Auparavant, je me suis arrêté devant le stand d’une marchande ambulante pour y acheter de quoi déjeuner. J’ai opté pour du riz et une pochette surprise. En ce qui concerne le riz (et l’Imodium), mon problème gastrique d’hier est résolu. Je m’arrête à une petite table en bordure de route. A cette heure matinale, la circulation est quasi nulle. Dans la pochette surprise se trouve des morceaux de poulet et une sauce bien épicée. Comme je n’ai pas de couvert et que j’ai la flegme de sortir ma popote, ce sera à la malaisienne ce matin.

Heureusement, il me reste quelques bananes pour calmer le spicy. Dorénavant, je sors toujours avec mes bananes.
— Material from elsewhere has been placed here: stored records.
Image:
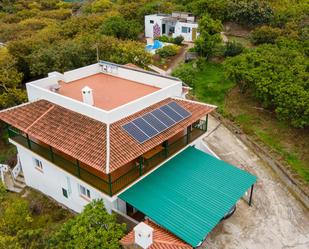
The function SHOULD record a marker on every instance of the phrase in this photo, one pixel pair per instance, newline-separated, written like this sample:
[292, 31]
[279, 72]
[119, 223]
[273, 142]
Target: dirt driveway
[276, 219]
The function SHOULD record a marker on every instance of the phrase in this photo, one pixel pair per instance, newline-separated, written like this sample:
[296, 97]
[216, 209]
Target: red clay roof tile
[85, 138]
[162, 239]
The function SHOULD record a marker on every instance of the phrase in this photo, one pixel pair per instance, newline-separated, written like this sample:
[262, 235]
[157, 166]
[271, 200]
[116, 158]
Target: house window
[65, 193]
[84, 192]
[38, 164]
[185, 30]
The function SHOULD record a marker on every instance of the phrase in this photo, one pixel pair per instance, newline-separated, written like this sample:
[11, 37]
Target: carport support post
[251, 193]
[206, 123]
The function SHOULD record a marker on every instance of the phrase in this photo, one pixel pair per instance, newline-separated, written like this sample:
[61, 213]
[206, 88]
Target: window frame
[65, 193]
[187, 30]
[38, 164]
[84, 192]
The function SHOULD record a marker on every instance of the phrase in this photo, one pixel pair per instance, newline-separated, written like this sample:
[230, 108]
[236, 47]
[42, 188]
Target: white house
[98, 131]
[173, 25]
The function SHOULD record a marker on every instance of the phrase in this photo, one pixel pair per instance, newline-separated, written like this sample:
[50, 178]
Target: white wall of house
[189, 27]
[150, 21]
[169, 87]
[51, 179]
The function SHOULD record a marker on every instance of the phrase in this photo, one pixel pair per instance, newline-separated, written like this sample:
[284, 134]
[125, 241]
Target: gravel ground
[276, 219]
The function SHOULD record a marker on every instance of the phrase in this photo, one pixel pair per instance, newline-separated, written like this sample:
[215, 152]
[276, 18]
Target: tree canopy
[278, 76]
[93, 228]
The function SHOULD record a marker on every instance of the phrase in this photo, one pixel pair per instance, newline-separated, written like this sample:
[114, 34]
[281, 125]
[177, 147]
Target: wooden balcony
[114, 182]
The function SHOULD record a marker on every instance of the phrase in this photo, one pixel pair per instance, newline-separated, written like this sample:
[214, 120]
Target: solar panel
[154, 122]
[171, 113]
[163, 117]
[135, 132]
[145, 127]
[180, 110]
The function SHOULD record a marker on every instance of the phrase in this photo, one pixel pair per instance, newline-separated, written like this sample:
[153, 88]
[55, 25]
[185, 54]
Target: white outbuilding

Une fois ce copieux déjeuner avalé, je reprends la route bitumée n°15. Je file bon train. Je passe le village de Nadonkhouang. Sur la droite part une méchante piste en terre. Dans mes pensées secrètes, je me dis que j’ai du bol de rouler sur cette route. Un peu plus loin, je traverse un autre village. Un papa s’apprête à déposer les enfants à l’école avec ce fameux « motoculteur » dont je vous parlais hier.

D’ailleurs, je passe devant l’école du village de Nongpou-Gnai quelques kms plus loin. Ces deux jeunes n’ont pas l’air spécialement pressé d’y entrer …

… dans cette école avec, comme dans toutes les écoles asiatiques, un grand terrain de sport devant les salles de classe.

Avant de repartir, je consulte ma carte GPS sur mon iPhone pour connaître le nombre de kms parcourus. Et j’ai la désagréable surprise de me rendre compte que le pointeur bleu indiquant ma position est hors circuit. Et merde !!! J’ai raté la bifurcation pour monter au nord. Pourtant, il ne me semble pas avoir vu de croisement. Je pense vous avoir déjà dit que j’éteignais régulièrement mon iPhone pour économiser la batterie qui pompe énormément en mode GPS. Je le rallume de temps en temps au carrefour, rond-point, croisement pour vérifier ma route. J’étais tellement bien parti que je vais devoir faire demi-tour. Je reviens sur mes pas en scrutant mon GPS pour trouver la fameuse bifurcation. Après avoir parcouru 6 bornes, je m’aperçois que ma trace part sur la piste que j’évoquais précédemment.

Au départ, cela semble une piste en latérite mais, vu les cailloux sur les côtés, ça ne semble pas terrible. Pourtant, j’ai bien positionné le mode « Vélo de route » sur mon traceur Mapy.Cz installé sur l’iPad. Vu que je n’ai plus de chambre à air de secours, je n’ai pas envie de me taper de la piste pour « Vélo tout terrain ». J’avance et je verrais. Très rapidement, la piste devient caillouteuse. Il me faut rouler sur le bas-côté pour avancer. Cela ne va pas le faire cette affaire. Je trouve une gargote où je m’arrête boire un café glacé en canette. Evidemment, personne ne baratine le rosbif. Je chope le jeune, l’amène sur la piste et lui demande en mimant si c’est comme cela longtemps. Il comprend et inscrit 35kms avec son doigt sur la terre. C’est à dire jusqu’au village de Muang Toumlane. Trop loin. Trop risqué. Trop galère. Je change d’itinéraire et repars d’où je viens !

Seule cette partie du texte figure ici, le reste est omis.